In 2016 David J. Miller, trombonist and arranger at Barclay Brass in Washington DC, contacted Edition·S and suggested to correct Møller’s arrangement for concert band following Grøndahl’s original orchestral manuscript, so that an engraved version of the score and parts could be published.
Find the new critical edition of Launy Grøndahl's Concerto for Trombone and Band here >>
In the introduction to the new critical edition, David J. Miller writes:
“The concerto was originally premiered on 30 June 1925 in a version for solo trombone and wind band, according to Martin Granau’s article that appeared in the Spring 1998 ITA Journal. Although this premiere was performed by wind band, it was composed with an orchestral setting in mind. Grøndahl completed his version for orchestra on 30 November 1926; this date is found at the end of his handwritten manuscript. A comparison of the 1926 orchestral score and the 1984 Møller band score showed me that there were several inconsistencies in tempi and articulation.
In this orchestral manuscript, there are several passages that are marked “come sopra” (as before) with measure numbers written over the empty measures in question. This is one of many examples where a type of shorthand was used to save time, and the publisher or conductor was expected to understand the abbreviations. In some cases, these markings turned out to be incorrect. Additionally, orchestrational changes were made from the initial composition to the time it was published: the original harp part was changed to piano, and a timpani part was added, which had been written as part of the wind band version.

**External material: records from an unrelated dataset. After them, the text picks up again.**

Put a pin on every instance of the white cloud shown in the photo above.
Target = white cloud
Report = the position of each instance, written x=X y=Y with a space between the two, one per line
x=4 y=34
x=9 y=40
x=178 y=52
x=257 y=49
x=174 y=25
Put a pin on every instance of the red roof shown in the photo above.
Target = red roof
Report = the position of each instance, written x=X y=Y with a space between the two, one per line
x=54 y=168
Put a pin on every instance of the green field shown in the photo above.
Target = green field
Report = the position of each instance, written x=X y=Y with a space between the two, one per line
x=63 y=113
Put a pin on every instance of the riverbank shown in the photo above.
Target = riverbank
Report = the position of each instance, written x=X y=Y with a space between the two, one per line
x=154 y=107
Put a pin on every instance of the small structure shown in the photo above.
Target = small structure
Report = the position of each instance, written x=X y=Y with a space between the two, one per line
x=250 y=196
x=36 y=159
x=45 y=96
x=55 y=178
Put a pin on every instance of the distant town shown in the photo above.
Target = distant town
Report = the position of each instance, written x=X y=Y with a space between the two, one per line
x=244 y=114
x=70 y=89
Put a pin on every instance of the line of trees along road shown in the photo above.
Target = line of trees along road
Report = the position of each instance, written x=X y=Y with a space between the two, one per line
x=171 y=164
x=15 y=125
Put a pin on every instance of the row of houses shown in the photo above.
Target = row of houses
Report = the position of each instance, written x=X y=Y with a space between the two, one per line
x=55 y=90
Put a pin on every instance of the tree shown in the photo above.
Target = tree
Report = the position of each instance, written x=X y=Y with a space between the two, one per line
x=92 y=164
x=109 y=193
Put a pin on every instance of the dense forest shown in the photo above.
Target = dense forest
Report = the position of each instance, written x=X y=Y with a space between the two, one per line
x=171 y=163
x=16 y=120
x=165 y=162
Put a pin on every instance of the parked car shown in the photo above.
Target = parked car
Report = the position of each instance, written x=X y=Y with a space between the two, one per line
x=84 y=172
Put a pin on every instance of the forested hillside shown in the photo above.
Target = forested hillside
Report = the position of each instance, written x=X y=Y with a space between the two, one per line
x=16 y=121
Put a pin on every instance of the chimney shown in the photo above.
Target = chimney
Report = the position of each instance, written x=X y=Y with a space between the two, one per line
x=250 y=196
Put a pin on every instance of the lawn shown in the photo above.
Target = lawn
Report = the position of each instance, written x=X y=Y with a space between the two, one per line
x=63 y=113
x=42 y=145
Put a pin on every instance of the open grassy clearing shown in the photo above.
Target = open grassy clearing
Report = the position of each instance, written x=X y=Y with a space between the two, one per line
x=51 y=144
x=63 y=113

With the piece having been published 30 years after it was composed, many aspects of performance practice have become standardized. Keeping these issues in mind, I realized that the manuscript could not be treated as the only authoritative source. I found that the best way to approach this critical edition was to compare Møller’s band arrangement against the manuscript, as well as the 1992 editions of both the piano reduction and the orchestral score.”